Se dice que ahora fragua
—en él ya es costumbre terca—
inaugurar una alberca
a la que le falta el agua.
Mirador
Armando Fuentes Aguirre
Cuadros plásticos, se llamaban.
Las muchachitas del Colegio Saltillense, el de mayor prosapia en mi ciudad, Saltillo, eran la Virgen, San José —a una de ellas le ponían barba, lo mismo que a las que representaban a los pastores y los Reyes Magos—, y otras con cara de ángeles la hacían de ángeles.
En un aparador de la Ferretería Sieber posaban inmóviles durante tres minutos figurando un Nacimiento, mientras le gente las contemplaba con devoción. Se corría luego una cortina, y las niñas descansaban hasta su nueva aparición. Y así durante una hora.

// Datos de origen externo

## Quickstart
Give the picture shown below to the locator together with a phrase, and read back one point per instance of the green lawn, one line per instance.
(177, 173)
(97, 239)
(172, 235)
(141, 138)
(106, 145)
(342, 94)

Todo Saltillo iba a ver aquellos cuadros plásticos, indispensable parte de la Navidad, lo mismo que el trenecito Lionel que en otro escaparate de la ferretería daba vueltas y vueltas ante la admiración —y la escondida ilusión— de los niños que no podíamos esperar que ni Santa, ni el Niño Dios ni los Reyes nos trajeran jamás ese tesoro que a nuestros amiguitos ricos, cosa extraña, sí les traían.
Ahora estoy mirando aquellos cuadros plásticos, y a las niñas que parecían ángeles. Muchas de ellas están ya en el cielo, el lugar que les correspondía. Y el trenecito sigue dando vueltas en mi memoria. En él voy yo, eterno pasajero. Ya sé cuál es la próxima estación.